Тут пришел Харв, и я представил ему Нину в качестве временного водителя. Харв сделал все, чтобы на его лице не выразилось сомнение, и вообще он знал, что я предпочитаю молодых водителей из-за их относительной выносливости. А тут почти что бабушка.

— Пат понадобится не менее двух недель, чтобы оправиться от этого гриппа, — сказал я, гак как по прошлому опыту знал, что слишком ранний выход на работу, связанную с физическими нагрузками, после такой болезни в конце концов приводи! к весьма печальному результату. — У Нины большой опыт вождения лошадиных фургонов, и с лошадьми она умеет обращаться, да и мы ей поможем если что.

Он явно услышал твердые нотки в моем голосе и понял, что возражать бесполезно. Я попросил его показать ей столовую и научить заполнять журнал, а также показать, где заправляться и как чистить фургон. Она послушно последовала за ним в контору — только тень вчерашней женщины, потерявшей теперь большую половину своего очарования.

Рабочий день начался. Два фургона уже отправились в Саутуелл. Стали собираться и другие водители, большинство из которых направлялись прямиком в столовую пить чай с тостами. Прискрипел на своем велосипеде Дейв. Найджел прибежал трусцой — следит за формой. Все уже знали о Джоггере, включая Розу и Изабель, которые приехали в малолитражках, прихватив по дороге газеты и молоко.

Я успел перекинуться парой слов с Ниной, прежде чем они с Дейвом отправились за своим грузом в Тон-тон.

— Фургон, который вы поведете, — сказал я, — один из тех, что с пустыми контейнерами внизу. Хочу, чтобы вы знали, хоть я и не думаю, что сегодня их для чего-нибудь используют.

— Спасибо, — сухо поблагодарила она. — Буду иметь в виду.

Я постоял, пока она не завела мотор и не уехала.

Безусловно, водить фургоны ей было не в новинку, если судить по тому, как она легко провела его сквозь ворота и четко повернула на дорогу. Харв, наблюдавший ее отъезд, склонив голову набок, не нашел никаких недостатков.
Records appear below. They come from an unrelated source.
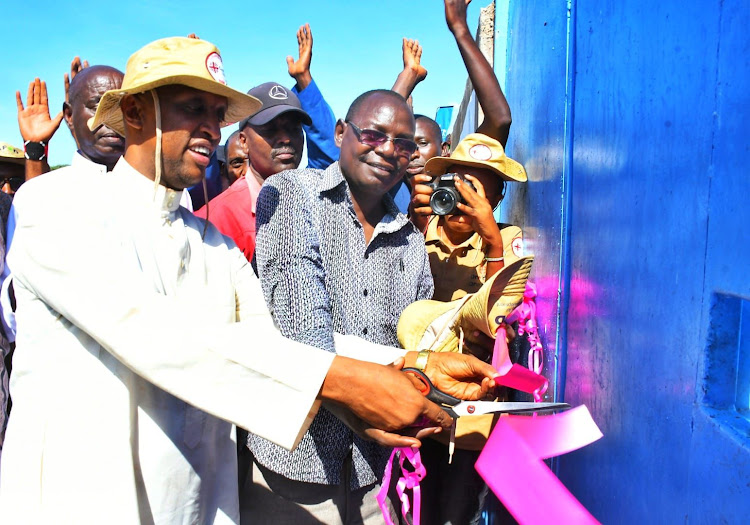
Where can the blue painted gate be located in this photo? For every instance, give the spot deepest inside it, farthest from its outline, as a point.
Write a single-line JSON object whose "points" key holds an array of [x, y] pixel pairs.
{"points": [[632, 120]]}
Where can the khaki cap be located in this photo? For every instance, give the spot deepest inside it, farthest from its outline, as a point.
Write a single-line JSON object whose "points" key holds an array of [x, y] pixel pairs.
{"points": [[176, 60], [436, 325], [479, 151], [11, 154]]}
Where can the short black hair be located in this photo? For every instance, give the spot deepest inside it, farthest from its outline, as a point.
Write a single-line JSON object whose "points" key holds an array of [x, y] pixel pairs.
{"points": [[364, 97], [83, 76]]}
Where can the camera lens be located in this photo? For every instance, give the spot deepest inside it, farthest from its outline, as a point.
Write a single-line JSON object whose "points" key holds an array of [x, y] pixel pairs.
{"points": [[443, 201]]}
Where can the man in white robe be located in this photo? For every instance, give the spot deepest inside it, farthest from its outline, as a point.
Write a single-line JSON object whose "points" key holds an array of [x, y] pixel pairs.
{"points": [[143, 335]]}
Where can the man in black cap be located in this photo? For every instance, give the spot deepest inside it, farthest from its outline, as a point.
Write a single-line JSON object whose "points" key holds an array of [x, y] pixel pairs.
{"points": [[273, 140]]}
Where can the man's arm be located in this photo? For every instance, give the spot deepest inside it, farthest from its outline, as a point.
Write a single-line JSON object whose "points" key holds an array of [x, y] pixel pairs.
{"points": [[497, 117], [321, 146], [413, 72], [290, 267], [35, 123]]}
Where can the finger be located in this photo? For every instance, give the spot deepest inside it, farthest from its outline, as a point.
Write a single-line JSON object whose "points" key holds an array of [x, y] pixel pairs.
{"points": [[58, 119], [390, 439], [43, 97], [37, 91], [437, 415]]}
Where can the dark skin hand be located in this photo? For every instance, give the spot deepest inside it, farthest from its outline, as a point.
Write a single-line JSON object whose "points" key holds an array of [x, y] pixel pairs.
{"points": [[35, 123], [497, 117], [299, 70], [381, 400], [413, 72]]}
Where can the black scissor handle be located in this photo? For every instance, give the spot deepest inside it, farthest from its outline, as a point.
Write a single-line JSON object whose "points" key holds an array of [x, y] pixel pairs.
{"points": [[430, 392]]}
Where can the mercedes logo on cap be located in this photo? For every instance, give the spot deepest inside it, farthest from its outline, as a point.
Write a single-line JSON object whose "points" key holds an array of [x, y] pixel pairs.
{"points": [[279, 93]]}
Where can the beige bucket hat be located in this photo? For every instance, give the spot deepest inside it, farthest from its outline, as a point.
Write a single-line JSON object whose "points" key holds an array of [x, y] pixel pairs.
{"points": [[176, 60], [479, 151], [437, 325]]}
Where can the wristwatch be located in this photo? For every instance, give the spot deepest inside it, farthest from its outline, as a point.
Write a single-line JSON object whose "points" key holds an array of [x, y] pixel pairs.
{"points": [[35, 150]]}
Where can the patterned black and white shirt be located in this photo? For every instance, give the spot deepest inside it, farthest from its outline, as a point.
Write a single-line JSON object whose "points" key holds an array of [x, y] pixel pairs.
{"points": [[319, 277]]}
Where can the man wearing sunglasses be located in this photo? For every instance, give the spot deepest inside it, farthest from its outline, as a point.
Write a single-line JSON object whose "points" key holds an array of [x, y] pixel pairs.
{"points": [[334, 254]]}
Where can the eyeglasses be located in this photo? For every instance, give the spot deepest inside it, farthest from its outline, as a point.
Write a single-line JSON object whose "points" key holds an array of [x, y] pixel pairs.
{"points": [[13, 182], [375, 138]]}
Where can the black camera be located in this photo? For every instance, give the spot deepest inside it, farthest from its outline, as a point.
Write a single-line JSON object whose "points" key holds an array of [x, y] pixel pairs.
{"points": [[445, 196]]}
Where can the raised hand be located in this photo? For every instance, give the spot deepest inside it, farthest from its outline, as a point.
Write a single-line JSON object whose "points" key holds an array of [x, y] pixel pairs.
{"points": [[455, 13], [412, 52], [300, 69], [34, 120], [75, 67]]}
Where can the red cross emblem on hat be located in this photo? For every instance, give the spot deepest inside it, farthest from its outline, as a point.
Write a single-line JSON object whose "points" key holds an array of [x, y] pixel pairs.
{"points": [[517, 246], [215, 67]]}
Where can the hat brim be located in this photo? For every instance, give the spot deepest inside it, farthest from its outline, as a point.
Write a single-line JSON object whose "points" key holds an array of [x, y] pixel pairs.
{"points": [[239, 105], [512, 171], [264, 116]]}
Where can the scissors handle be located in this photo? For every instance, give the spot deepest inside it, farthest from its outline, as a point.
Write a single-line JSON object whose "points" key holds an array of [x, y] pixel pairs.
{"points": [[430, 392]]}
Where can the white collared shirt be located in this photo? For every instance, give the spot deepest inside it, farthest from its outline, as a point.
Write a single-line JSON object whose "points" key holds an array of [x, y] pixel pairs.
{"points": [[130, 360]]}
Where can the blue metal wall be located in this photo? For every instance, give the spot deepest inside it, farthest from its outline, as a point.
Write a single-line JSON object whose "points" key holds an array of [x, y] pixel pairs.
{"points": [[632, 121]]}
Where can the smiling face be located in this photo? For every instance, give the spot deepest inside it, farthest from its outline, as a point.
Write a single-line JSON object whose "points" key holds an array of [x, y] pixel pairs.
{"points": [[236, 165], [190, 133], [103, 145], [274, 146], [371, 172]]}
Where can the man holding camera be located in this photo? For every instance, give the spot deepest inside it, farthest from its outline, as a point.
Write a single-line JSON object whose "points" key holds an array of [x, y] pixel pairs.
{"points": [[453, 203]]}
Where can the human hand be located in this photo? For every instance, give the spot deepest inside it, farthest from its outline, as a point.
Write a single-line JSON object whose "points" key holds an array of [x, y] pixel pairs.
{"points": [[479, 210], [300, 69], [408, 437], [455, 13], [460, 375], [381, 396], [75, 67], [412, 53], [34, 120]]}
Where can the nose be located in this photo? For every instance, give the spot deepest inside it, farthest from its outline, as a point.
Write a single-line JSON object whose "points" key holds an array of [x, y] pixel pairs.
{"points": [[212, 129]]}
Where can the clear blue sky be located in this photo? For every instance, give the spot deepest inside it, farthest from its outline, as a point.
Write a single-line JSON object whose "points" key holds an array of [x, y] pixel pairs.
{"points": [[357, 46]]}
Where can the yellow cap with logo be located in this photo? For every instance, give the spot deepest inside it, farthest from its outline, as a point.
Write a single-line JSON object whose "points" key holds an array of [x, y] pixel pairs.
{"points": [[479, 151], [176, 60]]}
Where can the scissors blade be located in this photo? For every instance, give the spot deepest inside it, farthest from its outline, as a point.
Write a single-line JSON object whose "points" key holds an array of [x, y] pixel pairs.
{"points": [[477, 408]]}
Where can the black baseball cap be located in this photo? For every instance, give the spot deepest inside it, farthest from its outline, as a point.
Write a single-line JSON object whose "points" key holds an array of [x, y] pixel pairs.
{"points": [[276, 100]]}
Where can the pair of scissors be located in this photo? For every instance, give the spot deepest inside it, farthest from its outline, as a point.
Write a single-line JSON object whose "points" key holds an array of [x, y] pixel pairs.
{"points": [[458, 408]]}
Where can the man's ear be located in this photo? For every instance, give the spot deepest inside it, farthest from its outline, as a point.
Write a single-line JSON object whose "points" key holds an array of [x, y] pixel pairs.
{"points": [[244, 143], [339, 132], [132, 111], [68, 114]]}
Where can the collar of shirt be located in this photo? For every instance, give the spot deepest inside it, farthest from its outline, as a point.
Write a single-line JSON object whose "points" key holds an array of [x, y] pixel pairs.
{"points": [[253, 187], [433, 237], [333, 181], [81, 163], [139, 191]]}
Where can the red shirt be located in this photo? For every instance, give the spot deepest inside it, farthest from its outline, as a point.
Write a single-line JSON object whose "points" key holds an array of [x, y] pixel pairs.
{"points": [[233, 213]]}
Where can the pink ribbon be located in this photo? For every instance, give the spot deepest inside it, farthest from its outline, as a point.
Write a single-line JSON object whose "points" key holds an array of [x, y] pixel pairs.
{"points": [[409, 480], [514, 375], [512, 465]]}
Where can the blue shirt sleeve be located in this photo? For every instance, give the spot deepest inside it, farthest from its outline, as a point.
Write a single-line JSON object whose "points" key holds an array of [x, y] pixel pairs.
{"points": [[321, 147]]}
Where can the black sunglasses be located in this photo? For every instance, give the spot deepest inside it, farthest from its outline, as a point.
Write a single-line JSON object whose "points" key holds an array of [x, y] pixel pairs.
{"points": [[375, 138]]}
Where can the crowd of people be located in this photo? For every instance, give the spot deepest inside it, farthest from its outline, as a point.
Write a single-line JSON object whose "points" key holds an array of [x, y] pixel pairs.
{"points": [[239, 362]]}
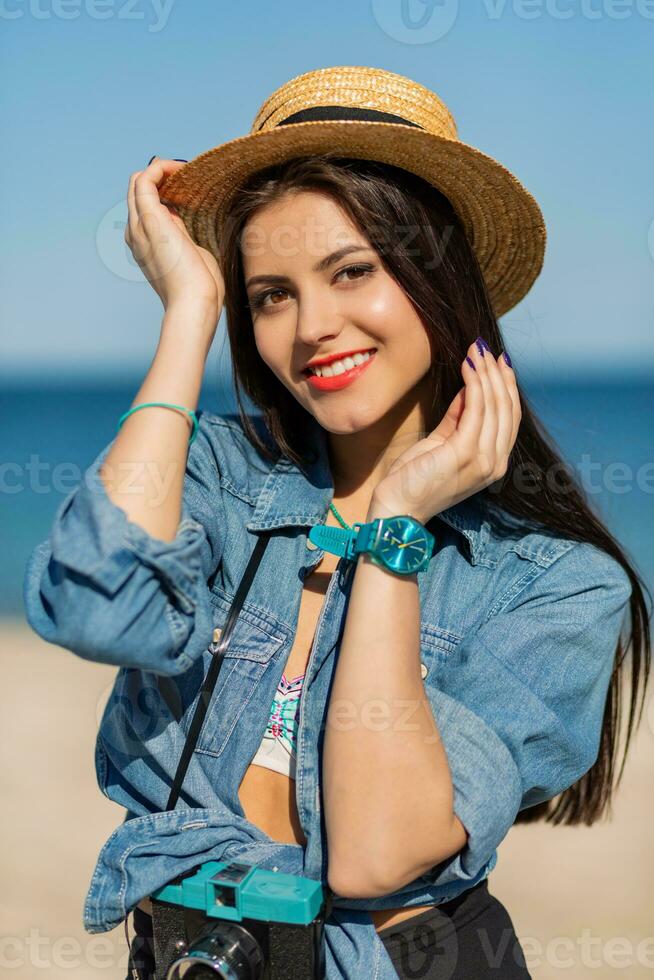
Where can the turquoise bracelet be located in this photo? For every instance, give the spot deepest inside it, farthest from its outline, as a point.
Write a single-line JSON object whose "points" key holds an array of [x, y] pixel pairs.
{"points": [[164, 405]]}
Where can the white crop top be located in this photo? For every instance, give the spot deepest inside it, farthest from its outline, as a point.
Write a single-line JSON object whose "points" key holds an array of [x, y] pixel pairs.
{"points": [[277, 748]]}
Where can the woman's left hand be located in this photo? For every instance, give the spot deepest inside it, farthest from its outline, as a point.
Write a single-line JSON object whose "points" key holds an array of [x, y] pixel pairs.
{"points": [[466, 452]]}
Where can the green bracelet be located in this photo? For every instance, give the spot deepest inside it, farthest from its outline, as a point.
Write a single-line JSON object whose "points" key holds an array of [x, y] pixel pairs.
{"points": [[164, 405]]}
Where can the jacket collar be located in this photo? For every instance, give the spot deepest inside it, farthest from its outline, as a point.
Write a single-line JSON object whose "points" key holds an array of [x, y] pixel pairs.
{"points": [[297, 497]]}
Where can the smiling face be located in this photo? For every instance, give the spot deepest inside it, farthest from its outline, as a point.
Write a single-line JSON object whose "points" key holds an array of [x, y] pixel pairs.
{"points": [[304, 309]]}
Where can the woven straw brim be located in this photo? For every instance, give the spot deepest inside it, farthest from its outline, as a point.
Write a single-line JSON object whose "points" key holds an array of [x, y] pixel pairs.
{"points": [[502, 220]]}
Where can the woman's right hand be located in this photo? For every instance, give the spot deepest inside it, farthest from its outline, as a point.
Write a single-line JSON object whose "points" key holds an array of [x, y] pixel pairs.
{"points": [[177, 269]]}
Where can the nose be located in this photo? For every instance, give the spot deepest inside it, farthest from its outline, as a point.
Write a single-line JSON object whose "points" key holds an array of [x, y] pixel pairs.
{"points": [[317, 321]]}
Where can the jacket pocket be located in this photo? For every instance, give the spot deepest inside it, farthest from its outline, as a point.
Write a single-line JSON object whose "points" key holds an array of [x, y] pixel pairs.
{"points": [[437, 650], [254, 642]]}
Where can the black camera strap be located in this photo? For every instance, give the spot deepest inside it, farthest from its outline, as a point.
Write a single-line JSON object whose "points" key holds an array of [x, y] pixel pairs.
{"points": [[214, 669]]}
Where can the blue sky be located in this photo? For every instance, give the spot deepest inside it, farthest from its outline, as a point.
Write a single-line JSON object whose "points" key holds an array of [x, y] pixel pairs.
{"points": [[559, 91]]}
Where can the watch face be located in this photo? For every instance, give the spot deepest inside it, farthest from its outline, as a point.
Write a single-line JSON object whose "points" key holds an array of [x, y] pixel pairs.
{"points": [[404, 544]]}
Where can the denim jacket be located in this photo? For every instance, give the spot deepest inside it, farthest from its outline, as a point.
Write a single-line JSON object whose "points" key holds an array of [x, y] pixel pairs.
{"points": [[517, 637]]}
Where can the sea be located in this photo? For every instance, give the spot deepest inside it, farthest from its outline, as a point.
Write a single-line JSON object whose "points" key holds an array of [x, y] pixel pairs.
{"points": [[53, 429]]}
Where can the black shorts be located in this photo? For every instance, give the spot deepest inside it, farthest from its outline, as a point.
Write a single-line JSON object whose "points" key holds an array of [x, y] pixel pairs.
{"points": [[469, 938]]}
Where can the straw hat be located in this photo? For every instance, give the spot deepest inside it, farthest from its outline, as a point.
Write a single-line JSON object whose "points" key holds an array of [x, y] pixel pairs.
{"points": [[373, 114]]}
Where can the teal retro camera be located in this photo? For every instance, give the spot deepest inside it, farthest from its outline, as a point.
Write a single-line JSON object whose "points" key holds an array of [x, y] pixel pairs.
{"points": [[239, 922]]}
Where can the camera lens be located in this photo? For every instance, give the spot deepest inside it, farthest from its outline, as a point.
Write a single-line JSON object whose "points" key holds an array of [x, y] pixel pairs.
{"points": [[224, 950]]}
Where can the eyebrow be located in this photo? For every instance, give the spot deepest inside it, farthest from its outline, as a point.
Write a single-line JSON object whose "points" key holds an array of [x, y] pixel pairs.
{"points": [[320, 266]]}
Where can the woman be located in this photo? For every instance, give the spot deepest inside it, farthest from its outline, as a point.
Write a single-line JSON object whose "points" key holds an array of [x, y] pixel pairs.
{"points": [[442, 701]]}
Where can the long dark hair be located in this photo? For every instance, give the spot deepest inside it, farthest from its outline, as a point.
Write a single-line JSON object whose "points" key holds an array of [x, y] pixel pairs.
{"points": [[422, 244]]}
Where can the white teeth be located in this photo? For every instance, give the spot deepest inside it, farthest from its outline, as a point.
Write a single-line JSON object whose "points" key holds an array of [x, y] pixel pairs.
{"points": [[339, 367]]}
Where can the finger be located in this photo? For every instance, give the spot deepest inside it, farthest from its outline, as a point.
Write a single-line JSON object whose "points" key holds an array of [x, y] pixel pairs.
{"points": [[512, 387], [146, 193], [131, 204], [466, 435], [488, 435], [450, 420], [504, 409]]}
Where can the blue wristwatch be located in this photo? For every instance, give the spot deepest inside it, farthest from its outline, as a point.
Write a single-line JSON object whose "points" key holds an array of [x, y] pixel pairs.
{"points": [[401, 544]]}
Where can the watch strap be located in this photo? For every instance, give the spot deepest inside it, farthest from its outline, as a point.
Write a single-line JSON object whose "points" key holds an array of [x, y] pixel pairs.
{"points": [[336, 540]]}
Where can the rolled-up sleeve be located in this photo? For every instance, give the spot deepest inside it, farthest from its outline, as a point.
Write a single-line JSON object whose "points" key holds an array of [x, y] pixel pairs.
{"points": [[520, 712], [104, 588]]}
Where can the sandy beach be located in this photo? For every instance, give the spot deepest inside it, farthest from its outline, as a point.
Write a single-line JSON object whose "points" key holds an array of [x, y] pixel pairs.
{"points": [[581, 899]]}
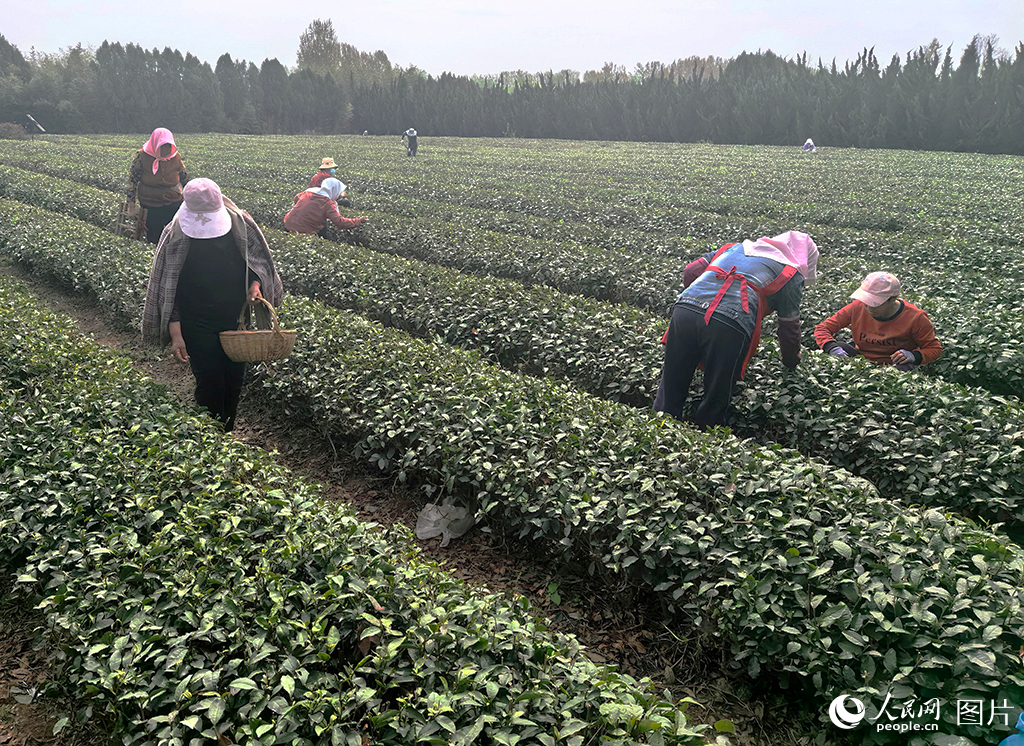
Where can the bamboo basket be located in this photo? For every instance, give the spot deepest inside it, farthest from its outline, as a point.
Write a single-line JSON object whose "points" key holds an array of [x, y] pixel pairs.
{"points": [[247, 345], [130, 223]]}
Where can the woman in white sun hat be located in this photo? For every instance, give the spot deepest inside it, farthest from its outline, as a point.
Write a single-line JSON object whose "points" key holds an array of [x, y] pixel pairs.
{"points": [[886, 330], [212, 258]]}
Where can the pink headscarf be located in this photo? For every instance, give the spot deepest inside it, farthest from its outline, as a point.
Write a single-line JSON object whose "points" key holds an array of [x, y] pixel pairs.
{"points": [[793, 248], [160, 137]]}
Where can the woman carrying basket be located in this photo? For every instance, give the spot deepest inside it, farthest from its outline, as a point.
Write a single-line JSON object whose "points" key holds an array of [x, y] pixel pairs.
{"points": [[211, 260]]}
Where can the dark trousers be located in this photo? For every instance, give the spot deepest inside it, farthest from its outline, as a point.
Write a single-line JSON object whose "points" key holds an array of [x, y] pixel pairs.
{"points": [[719, 346], [218, 379], [157, 219]]}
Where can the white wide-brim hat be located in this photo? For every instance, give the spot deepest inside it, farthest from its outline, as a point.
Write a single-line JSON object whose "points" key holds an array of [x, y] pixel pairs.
{"points": [[203, 214]]}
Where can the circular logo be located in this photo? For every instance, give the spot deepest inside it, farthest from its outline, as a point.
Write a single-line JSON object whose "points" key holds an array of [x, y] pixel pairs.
{"points": [[844, 717]]}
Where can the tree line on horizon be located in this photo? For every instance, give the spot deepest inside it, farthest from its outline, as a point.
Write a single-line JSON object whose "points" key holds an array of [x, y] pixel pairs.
{"points": [[923, 101]]}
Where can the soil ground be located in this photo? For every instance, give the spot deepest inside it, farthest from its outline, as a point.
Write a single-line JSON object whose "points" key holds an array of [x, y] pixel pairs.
{"points": [[614, 629]]}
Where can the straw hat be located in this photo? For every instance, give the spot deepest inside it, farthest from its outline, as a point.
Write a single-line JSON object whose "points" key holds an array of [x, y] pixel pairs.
{"points": [[203, 214]]}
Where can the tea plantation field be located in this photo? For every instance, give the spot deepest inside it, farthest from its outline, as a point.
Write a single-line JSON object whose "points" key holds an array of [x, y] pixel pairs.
{"points": [[492, 335]]}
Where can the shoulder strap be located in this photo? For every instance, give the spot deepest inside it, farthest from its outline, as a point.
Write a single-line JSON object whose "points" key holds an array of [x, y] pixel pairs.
{"points": [[720, 252]]}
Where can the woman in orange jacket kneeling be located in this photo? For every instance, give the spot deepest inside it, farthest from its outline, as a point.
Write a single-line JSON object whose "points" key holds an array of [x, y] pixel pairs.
{"points": [[315, 206], [886, 330]]}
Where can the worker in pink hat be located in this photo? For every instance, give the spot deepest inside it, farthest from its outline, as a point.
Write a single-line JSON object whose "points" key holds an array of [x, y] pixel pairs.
{"points": [[157, 177], [211, 260], [716, 321], [886, 330]]}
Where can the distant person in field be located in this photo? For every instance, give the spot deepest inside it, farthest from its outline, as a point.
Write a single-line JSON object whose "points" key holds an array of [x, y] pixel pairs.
{"points": [[314, 207], [157, 177], [409, 136], [327, 170], [211, 260], [717, 319], [886, 330]]}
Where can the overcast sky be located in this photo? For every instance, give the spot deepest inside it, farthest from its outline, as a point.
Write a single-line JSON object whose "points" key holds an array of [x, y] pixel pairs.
{"points": [[485, 36]]}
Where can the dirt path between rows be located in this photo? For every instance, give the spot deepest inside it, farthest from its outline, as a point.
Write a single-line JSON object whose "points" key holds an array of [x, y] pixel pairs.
{"points": [[614, 629]]}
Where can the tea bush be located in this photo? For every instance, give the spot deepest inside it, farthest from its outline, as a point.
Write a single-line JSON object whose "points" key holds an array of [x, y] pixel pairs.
{"points": [[202, 594]]}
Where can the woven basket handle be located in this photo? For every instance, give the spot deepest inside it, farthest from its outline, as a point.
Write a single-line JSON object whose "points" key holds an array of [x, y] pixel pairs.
{"points": [[273, 315]]}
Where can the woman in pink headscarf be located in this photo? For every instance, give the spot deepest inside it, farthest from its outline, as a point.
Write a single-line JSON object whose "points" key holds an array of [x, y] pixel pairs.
{"points": [[157, 177], [716, 322]]}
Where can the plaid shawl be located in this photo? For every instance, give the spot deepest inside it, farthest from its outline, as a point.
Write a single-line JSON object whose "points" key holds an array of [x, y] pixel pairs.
{"points": [[171, 253]]}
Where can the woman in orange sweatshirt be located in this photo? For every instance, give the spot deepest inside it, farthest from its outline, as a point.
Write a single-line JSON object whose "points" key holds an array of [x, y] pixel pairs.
{"points": [[886, 330]]}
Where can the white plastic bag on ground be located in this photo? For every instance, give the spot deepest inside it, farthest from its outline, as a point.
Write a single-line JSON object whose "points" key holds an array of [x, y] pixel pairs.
{"points": [[448, 521]]}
Он пожал плечами, поднял брови и воздержался от комментариев.

Когда через полчаса она вернулась и затормозила у ворот, Дейв выпрыгнул из кабины и с ухмылкой доложил Харву, что «дамочка способна развернуть фургон на пятачке, а лошади просто мурлычут при виде ее».

— Где ты ее нашел? — спросил он.

— Она попросилась на место Бретта, — сказал я. — Еще четверо вчера звонили по этому поводу. Двое сегодня должны прийти поговорить. Пошли слухи, что у нас не хватает водителей.

— Выходит, эта Нина-крошка не останется? — разочарованно спросил Дейв.

— Поглядим, как пойдут дела.

Второй фургон, направляющийся в Тонтон, прогрохотал мимо Нины, водитель посигналил, и Нина двинулась вслед за ним.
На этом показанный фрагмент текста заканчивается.